Talent identification and development expert Jason Gulbin, who designed the Queensland Academy of Sport’s Youfor2032 program, has experience in this area as a professional and a parent. His 18-year-old son Lachlan, a talented all-rounder, has just been drafted to the AFL with Gold Coast. “His drives were specifically about playing with his mates, coupled with the career and financial incentives,” Gulbin says.

With more resources going into Olympic sports, Gulbin has already observed improved retention of young athletes who may have been lost to non-Olympic sports. “Some people are motivated by money, and the professional sports do have lots of opportunity for employment, but you still need to be drafted and if they don’t select you, you can’t play,” he says. “In individual sports, which most of the Olympic sports are, that’s more in your control.”

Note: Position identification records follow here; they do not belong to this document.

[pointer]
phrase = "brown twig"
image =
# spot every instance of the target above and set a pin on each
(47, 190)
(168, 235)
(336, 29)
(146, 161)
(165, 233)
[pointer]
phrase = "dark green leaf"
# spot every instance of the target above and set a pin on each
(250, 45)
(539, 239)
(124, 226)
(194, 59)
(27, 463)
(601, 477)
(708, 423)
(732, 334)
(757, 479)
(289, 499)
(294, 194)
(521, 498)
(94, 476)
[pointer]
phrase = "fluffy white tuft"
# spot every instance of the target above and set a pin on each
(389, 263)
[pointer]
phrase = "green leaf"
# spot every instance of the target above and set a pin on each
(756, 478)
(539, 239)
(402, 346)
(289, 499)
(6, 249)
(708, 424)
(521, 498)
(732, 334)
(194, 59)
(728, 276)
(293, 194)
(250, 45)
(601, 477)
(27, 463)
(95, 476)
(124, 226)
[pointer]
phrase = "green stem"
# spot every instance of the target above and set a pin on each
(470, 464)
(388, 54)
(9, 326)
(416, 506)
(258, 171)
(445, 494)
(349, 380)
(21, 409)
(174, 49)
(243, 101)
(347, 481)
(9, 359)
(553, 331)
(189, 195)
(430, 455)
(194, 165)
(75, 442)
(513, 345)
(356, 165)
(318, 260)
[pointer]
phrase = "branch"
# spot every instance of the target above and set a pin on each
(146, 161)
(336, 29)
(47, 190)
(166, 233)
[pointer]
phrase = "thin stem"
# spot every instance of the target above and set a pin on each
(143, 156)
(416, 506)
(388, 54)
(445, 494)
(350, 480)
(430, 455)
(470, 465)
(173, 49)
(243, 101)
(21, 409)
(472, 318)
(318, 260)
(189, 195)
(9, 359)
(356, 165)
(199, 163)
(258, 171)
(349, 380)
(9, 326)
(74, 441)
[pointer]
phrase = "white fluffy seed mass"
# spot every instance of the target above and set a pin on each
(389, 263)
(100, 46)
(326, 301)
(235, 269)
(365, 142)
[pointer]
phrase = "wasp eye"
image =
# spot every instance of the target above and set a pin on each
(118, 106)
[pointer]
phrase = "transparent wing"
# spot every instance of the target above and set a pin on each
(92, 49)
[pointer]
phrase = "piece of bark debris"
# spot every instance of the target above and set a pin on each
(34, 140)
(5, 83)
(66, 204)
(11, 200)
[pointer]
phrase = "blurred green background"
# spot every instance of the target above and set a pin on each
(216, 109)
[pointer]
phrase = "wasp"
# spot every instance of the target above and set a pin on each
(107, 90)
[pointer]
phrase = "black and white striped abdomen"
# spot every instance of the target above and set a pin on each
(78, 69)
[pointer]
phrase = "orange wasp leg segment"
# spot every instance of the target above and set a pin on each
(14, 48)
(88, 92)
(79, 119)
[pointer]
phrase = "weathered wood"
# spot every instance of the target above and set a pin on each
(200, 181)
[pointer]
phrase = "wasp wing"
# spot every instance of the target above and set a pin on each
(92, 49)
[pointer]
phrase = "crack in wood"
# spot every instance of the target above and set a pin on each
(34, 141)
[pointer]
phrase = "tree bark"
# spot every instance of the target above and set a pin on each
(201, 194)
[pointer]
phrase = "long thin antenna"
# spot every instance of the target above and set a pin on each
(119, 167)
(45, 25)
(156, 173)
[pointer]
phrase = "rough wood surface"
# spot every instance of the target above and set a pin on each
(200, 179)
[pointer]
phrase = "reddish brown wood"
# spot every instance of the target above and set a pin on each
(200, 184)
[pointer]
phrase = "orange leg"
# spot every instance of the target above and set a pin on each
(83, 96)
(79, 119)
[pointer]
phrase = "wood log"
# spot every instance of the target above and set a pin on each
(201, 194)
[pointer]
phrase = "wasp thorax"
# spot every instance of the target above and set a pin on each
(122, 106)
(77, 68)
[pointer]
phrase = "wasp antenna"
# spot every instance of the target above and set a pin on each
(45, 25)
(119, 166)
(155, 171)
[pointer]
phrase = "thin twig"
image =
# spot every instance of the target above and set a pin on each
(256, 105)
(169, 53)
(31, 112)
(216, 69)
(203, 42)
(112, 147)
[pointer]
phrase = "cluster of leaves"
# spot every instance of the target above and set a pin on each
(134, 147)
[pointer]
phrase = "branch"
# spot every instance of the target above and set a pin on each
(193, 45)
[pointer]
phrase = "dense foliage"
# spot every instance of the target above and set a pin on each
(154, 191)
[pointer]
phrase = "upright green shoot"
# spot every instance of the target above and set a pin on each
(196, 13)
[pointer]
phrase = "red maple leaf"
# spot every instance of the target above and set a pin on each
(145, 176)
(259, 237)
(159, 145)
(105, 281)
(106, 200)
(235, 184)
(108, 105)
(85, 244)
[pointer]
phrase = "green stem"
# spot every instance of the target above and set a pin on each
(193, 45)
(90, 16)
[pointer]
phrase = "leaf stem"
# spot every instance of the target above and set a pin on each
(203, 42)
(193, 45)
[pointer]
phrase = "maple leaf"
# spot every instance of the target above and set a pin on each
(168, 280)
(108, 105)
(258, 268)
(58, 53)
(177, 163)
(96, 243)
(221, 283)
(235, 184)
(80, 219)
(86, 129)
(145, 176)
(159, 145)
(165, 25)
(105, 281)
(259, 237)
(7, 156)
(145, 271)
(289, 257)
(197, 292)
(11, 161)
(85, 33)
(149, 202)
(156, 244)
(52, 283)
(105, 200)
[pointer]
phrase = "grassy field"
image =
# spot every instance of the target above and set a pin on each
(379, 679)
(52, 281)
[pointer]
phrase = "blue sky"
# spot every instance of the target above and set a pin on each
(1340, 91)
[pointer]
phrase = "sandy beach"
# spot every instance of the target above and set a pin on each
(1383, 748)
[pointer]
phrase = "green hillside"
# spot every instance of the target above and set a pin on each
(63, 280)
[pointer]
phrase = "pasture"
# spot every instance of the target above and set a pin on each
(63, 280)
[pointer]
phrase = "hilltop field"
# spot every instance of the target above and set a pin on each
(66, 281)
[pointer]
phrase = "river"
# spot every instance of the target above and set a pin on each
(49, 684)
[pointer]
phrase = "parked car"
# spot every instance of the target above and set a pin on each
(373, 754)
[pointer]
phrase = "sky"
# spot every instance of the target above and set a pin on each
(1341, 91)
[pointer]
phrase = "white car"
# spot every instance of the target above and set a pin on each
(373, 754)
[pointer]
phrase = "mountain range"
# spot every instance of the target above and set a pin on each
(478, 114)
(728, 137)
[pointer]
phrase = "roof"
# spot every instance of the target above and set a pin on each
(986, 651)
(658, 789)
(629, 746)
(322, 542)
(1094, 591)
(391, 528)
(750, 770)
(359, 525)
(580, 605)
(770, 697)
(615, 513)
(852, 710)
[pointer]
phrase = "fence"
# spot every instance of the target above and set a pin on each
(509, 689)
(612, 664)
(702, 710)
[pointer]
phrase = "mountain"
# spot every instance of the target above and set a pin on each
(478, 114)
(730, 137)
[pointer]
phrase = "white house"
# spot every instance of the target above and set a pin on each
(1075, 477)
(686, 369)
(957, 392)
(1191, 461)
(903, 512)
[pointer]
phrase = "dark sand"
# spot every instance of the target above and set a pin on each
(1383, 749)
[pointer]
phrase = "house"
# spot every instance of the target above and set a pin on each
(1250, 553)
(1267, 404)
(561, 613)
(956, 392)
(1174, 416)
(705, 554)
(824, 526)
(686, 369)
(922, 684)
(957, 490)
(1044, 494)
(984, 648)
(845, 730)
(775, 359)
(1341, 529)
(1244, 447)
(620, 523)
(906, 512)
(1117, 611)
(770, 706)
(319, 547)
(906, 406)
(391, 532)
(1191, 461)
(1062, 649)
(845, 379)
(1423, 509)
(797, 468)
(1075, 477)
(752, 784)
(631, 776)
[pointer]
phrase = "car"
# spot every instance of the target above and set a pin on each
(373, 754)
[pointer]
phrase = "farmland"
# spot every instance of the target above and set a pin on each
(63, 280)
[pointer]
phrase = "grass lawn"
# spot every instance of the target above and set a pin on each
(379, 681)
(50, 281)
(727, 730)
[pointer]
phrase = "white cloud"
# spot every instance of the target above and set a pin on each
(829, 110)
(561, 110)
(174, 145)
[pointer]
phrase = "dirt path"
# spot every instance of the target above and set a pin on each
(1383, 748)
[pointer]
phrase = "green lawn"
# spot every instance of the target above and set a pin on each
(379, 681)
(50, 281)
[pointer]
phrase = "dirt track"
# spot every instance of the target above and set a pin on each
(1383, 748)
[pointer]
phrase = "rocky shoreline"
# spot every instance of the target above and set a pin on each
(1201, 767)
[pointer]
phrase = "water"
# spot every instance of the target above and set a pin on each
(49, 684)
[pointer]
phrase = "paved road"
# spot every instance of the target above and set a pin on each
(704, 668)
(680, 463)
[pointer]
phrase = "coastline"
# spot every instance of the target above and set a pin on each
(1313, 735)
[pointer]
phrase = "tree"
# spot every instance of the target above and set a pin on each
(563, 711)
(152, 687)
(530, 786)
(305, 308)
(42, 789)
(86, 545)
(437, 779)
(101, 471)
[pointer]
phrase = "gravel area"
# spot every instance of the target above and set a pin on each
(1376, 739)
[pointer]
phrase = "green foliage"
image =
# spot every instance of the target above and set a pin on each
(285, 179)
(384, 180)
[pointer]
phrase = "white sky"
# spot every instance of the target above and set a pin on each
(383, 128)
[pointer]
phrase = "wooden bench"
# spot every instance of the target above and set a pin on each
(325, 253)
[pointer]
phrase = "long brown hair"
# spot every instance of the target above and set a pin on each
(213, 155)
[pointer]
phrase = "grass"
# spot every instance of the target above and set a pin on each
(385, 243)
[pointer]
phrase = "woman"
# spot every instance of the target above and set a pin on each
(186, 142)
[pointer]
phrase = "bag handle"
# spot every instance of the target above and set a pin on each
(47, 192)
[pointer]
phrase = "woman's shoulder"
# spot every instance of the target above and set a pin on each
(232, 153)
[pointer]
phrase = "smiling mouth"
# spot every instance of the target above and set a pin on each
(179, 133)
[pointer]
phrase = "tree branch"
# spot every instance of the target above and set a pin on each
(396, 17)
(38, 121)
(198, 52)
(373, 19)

Meanwhile, McGroder, now 16, hopes he won’t have to make a choice just yet. “It’s the worst and best decision to have,” he says. “I do love both sports even though they cross over at times, and that makes it hard. If I want to go through the [AFL] draft I will have to make [that decision] in 2026, but if I do great in athletics I will still only be 24 in Brisbane so I would still be young enough to play AFL afterwards.”

For all the sophistication of modern sports recruitment programs, athletes will still follow their own compass. “The decision will come down to which sport I like more,” says McGroder, “and which one I am having more fun with at the time.”